Depok | Sketsa-online.com – Para Relawan pendukung Supian – Chandra, yang merupakan pasangan calon Walikota dan Wakil Walikota Depok nomor urut 2 berkumpul dan membahas penekanan angka Golongan Putih atau yang dikenal dengan istilah Golput atau dengan kata lain konstituen yang tidak menyalurkan hak pilih.
Pada kesempatan itu, kehadiran Chandra diwakili oleh Gek Pande K. Trimayuni, sebagai yang mengkoordinir seluruh kegiatan Supian-Chandra yang terjadi dirumah posko kemenangan pada Sabtu (5/10/2024).
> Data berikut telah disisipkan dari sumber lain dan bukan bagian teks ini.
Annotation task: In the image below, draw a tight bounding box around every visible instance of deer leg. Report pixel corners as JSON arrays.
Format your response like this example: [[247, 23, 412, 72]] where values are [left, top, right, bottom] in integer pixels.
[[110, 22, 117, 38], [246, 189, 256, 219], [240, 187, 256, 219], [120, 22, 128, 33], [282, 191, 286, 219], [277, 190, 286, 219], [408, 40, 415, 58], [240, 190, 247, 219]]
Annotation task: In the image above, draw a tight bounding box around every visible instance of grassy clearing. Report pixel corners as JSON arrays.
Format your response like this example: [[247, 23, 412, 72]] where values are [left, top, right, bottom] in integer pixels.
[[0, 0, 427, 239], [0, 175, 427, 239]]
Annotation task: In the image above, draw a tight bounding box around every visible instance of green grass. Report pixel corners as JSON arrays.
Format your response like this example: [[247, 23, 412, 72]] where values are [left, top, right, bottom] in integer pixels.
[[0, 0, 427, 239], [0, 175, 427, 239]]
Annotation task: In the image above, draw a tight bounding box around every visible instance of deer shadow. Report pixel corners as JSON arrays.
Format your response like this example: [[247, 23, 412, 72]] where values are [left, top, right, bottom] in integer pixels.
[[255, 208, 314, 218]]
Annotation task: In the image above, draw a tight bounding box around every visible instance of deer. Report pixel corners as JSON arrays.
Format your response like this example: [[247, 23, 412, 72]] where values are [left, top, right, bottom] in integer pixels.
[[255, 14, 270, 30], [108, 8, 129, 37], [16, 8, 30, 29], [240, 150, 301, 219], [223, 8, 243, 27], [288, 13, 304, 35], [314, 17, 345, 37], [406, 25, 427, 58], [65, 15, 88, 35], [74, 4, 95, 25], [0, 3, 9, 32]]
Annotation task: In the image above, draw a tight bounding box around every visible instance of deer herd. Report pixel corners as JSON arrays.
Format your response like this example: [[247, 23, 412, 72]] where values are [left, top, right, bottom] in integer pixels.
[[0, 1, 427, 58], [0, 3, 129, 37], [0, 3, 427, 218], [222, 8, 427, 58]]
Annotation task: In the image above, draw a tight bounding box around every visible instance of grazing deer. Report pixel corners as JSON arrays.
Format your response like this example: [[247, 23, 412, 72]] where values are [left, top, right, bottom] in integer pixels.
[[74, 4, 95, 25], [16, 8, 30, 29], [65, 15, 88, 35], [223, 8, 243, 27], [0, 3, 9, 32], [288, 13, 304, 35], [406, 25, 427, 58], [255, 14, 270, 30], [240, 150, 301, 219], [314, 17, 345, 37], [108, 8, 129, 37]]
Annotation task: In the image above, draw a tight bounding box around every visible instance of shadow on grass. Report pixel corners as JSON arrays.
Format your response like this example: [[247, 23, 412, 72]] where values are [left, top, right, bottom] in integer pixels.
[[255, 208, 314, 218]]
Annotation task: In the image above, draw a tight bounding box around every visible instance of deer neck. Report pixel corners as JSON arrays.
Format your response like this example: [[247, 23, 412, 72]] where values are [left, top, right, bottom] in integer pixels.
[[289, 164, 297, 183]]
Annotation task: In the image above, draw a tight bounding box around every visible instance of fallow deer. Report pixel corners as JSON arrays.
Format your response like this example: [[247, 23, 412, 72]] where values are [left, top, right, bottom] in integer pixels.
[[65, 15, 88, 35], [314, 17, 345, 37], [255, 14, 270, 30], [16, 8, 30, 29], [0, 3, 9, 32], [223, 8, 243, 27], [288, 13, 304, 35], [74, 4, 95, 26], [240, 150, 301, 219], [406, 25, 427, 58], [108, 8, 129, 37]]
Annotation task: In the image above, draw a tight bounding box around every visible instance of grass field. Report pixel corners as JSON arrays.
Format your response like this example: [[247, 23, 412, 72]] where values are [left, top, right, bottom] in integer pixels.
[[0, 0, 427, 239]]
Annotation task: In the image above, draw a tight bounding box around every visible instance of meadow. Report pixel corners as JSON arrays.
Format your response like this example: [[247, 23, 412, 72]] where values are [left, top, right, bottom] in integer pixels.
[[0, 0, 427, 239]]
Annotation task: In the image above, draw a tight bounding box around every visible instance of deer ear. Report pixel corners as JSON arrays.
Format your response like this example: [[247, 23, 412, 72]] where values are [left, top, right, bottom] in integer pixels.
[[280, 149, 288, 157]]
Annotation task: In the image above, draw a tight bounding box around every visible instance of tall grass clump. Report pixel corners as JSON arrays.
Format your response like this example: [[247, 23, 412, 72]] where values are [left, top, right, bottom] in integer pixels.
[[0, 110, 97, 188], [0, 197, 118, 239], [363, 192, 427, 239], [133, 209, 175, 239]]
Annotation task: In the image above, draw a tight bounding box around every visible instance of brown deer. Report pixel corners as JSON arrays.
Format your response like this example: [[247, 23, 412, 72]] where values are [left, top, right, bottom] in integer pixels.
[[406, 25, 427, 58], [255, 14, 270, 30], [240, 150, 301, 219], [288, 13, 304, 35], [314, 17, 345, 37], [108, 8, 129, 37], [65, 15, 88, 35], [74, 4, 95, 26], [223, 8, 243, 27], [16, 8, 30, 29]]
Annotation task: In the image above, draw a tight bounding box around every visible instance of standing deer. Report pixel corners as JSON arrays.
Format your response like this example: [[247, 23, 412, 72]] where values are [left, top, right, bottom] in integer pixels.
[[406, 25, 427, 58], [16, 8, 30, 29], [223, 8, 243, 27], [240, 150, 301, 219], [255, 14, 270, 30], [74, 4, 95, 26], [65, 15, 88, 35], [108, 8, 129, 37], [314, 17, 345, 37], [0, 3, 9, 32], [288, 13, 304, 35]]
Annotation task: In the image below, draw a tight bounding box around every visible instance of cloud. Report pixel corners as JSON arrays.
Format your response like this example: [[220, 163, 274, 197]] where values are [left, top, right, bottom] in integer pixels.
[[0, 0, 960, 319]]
“Mohon maaf Pak Chandra belum bisa hadir saat ini karena ada kegiatan Maulid Nabi Muhammad SAW. Walaupun demikian, beliau titip salam buat para saudara-saudara relawan sekalian,” ucap Gek Pande K. Trimayuni.
“Alhamdulillah dukungan untuk kemenangan Supian-Chandra semakin hari semakin meningkat, jadi saat ini berdasarkan survei Supian Chandra itu tertinggi,” sambungnya.
Lebih lanjut dia mengatakan agar bisa mempertahankan elektabilitas survei dan kekompakan serta kesolidan para rekan relawan di lapangan.
Menurutnya Pilkada kali ini berbeda dari pilkada-pilkada sebelumnya, yang melawan kelompok incumbent di Depok.
Jika 5 atau 10 tahun yang lalu mungkin gerakan masyarakatnya masih kurang semangat, tapi sekarang baik dari partai politik maupun relawan dan semua kelompok bilang ini, tahun pemilihan ini terasa berbeda. Karena tingkat keterlibatan dan partisipasi masyarakat menunjukkan peningkatan signifikan.
Partai-partai politik yang biasanya adem ayem juga sekarang berkobar semangatnya, kelompok relawan juga masing-masing mengorganisir diri untuk bikin posko-posko kemenangan sendiri.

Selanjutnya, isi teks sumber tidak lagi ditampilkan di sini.